All she really said was that she never missed him and that she hoped he’d wound up six states away and reaping every bit of misery he’d ever sown.

And from everything I’ve heard through the years, no one around these parts ever missed him.

But there was speculation that your memaw’s brother, Uncle David, had, how should I put it, taken care of him.

Her father, John Robert, and David had hated each other.

One night, I heard it got really heated and had gone beyond a screaming match and had turned to blows.

Guilia and John Robert had a particularly nasty fight, and she had grabbed your mom, who was only about five at the time, and ran to her parents’ house.

David just happened to be there when John Robert came to get them.

David took John Robert out into the yard and told him that if he ever laid another hand on either Guilia or your mom, he would make sure that they would never find his body.

Apparently, David roughed him up pretty good, and John Robert swore that he would never lay another hand on them, but no one believed he kept that promise.

He was a real bastard, and he disappeared just over a year after that incident. ”

“I just can’t imagine, first off, anyone being that kind of dick to Mom or Memaw, then just to go off with someone else and abandon your family.”

“Some people are just built differently, Moose; I don’t understand it either,” he said softly, reaching into the back hatch for the storage containers.

“No one ever talks about family, so I am not sure who to ask, but what happened to Uncle David?

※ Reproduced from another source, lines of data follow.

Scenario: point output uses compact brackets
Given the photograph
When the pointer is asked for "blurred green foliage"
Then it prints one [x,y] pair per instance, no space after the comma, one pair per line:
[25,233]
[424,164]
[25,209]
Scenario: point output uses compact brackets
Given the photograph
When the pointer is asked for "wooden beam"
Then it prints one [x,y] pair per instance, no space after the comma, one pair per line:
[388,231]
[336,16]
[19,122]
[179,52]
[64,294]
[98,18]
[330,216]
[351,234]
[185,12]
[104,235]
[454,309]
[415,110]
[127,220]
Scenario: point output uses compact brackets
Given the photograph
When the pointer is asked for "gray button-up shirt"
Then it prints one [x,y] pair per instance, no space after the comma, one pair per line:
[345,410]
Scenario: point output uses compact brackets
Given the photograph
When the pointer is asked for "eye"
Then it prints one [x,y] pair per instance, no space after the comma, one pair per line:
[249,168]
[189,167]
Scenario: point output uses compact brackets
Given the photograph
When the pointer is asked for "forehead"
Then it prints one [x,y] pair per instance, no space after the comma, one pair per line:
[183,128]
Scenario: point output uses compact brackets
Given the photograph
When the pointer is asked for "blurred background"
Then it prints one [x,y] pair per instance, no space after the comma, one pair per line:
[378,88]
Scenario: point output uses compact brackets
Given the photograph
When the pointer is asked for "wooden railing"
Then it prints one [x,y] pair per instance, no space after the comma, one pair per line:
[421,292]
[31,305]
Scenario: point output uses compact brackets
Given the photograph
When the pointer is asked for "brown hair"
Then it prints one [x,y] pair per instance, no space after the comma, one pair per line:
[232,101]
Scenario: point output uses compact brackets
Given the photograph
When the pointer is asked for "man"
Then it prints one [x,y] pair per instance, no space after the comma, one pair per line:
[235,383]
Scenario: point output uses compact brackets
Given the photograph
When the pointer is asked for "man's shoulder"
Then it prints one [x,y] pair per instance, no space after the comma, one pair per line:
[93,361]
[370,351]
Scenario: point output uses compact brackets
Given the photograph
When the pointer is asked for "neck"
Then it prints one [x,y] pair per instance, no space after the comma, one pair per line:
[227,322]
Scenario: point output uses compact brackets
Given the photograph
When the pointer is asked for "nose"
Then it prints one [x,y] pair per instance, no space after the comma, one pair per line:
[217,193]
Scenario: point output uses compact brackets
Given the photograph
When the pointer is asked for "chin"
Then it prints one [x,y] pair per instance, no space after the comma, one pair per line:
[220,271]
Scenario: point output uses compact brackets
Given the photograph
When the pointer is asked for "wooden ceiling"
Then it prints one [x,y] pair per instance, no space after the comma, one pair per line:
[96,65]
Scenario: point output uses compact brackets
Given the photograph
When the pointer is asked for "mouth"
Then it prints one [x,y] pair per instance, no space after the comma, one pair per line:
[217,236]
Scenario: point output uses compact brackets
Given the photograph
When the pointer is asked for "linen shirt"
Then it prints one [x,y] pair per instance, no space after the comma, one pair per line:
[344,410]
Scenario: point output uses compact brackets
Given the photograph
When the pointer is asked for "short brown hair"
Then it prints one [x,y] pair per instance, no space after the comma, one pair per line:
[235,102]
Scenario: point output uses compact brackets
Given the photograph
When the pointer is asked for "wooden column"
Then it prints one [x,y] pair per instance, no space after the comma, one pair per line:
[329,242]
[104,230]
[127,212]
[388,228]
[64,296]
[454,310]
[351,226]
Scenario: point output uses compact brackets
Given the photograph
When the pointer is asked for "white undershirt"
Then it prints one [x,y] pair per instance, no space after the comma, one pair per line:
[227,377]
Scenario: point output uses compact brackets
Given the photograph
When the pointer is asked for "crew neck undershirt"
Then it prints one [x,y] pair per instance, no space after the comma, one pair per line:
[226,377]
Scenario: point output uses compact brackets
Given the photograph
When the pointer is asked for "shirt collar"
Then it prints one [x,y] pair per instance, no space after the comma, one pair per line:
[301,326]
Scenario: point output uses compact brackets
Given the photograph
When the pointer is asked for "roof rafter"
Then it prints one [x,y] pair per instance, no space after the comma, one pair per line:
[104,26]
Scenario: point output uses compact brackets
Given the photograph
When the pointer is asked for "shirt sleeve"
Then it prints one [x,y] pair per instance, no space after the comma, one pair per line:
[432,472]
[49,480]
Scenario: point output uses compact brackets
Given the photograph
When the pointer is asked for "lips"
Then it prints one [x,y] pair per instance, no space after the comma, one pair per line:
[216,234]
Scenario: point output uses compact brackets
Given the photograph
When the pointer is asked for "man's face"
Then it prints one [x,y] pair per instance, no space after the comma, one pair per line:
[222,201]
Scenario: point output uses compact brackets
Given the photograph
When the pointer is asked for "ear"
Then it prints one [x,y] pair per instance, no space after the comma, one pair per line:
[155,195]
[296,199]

Can we find him? I’m positive he would want to know about Memaw. I think I’ve seen pictures of him scattered about, but I really don’t know anything about him.”

Dad continued, “Well, David ran with a fairly rough crowd. A motorcycle gang, I believe. But he had a big heart and loved Guilia and Claire. He tried to help them as much as he could after John Robert skipped town. Right after your mom and I got married in 1990, he was riding that big Harley of his and took a sharp curve way too fast and hit a tree. The medical examiner said he died instantly, which was most likely a blessing. Guilia and Claire were devastated.”